Tiger Zinda Hai plays like a cut-rate version of Airlift. Though it lacks the relative realism and superior craftsmanship of the 2016 Akshay Kumar-starrer (also about the evacuation of Indians in the Middle East), Zafar’s film has the same hyper-patriotic bent. Tiger refuses to eat anything other than Indian food in Austria; he reads Bhagat Singh bedtime stories to his son; he’s sent off to serve by Zoya, who says, “Everyone thinks you love me most in this world, but I know you love your country more.” Later in the film, when there’s a suggestion that the Pakistani nurses aren’t Tiger’s responsibility, we get a lecture about the values this nation is founded on. There’s also the running story of the sniper and the India flag he’s determined to fly once the mission is complete.
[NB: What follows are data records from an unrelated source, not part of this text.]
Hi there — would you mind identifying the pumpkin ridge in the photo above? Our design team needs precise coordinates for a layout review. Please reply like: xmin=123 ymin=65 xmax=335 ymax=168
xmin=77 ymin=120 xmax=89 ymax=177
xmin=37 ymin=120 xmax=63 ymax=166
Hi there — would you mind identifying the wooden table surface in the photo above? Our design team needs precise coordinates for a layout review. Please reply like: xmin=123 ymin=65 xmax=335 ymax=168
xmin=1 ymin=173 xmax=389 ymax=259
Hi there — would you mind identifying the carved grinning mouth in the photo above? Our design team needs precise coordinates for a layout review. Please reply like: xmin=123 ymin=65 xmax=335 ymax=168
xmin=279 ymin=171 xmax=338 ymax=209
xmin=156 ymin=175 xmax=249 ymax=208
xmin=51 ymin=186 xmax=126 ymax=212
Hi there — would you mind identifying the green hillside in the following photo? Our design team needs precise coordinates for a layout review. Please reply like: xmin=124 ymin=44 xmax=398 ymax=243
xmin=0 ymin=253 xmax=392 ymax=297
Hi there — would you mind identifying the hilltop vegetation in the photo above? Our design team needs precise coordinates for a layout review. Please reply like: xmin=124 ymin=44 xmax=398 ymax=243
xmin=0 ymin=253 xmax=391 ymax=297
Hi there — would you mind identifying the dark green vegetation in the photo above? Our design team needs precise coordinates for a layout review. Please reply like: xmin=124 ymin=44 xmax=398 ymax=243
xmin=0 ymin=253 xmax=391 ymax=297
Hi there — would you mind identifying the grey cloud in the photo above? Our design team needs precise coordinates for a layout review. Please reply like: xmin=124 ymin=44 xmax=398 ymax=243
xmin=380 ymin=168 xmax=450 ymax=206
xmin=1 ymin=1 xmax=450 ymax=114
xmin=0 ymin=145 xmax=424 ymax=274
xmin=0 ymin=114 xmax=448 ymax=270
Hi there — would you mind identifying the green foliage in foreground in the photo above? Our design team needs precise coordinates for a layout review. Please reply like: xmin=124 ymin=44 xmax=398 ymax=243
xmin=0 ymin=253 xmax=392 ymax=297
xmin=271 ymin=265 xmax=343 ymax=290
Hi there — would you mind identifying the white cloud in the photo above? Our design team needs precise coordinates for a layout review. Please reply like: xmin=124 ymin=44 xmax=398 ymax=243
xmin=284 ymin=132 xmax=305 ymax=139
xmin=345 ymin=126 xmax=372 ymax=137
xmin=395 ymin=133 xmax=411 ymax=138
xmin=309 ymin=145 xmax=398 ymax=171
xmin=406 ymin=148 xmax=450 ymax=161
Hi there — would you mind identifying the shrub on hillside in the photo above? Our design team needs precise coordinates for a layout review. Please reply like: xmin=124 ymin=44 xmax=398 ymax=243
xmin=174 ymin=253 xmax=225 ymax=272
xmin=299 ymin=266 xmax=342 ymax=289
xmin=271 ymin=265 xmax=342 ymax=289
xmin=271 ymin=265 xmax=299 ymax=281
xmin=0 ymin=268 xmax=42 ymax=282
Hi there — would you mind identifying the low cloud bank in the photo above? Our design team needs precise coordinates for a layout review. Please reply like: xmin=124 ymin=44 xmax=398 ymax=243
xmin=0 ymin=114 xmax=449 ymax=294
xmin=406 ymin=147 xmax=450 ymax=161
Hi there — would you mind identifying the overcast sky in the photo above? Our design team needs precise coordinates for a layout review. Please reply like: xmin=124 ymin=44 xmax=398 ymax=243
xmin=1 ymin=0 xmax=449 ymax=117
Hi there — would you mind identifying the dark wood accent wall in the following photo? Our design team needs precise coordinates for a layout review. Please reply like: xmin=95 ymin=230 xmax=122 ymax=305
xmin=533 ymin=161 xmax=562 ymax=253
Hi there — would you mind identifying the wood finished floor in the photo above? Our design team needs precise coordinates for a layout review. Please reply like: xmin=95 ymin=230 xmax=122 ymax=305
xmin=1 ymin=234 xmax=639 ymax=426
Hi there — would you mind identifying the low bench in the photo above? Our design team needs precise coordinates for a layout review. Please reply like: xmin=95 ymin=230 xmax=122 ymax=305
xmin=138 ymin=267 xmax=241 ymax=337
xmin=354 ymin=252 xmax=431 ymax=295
In Sultan, Zafar’s last film, Salman Khan cut an intriguingly weak figure. Tiger Zinda Hai has no room for imperfections: Khan’s chiselled torso, displayed in an action sequence, might be one of the better uses of CGI in the film. After the image-softening of Bajrangi Bhaijaan, Sultan and Tubelight, he’s back in two-fisted hero mode – and his fans were there, even at 8 in the morning, to show their appreciation. One viewer, a couple of seats behind me, was especially appreciative. “Woohoo,” he went when Khan mowed down a few dozen ISC soldiers with a machine gun. The unfurling of the Indian flag got a woohoo as well. But I could sense his hesitation when, seconds later, the Pakistani flag was raised.
In that split second, one could only imagine the questions that ran through his mind. Can one cheer for a Pakistani flag? Is it a test? Would Bhai approve? The tension was palpable. Then, “Woohoo!” And so ended 2017.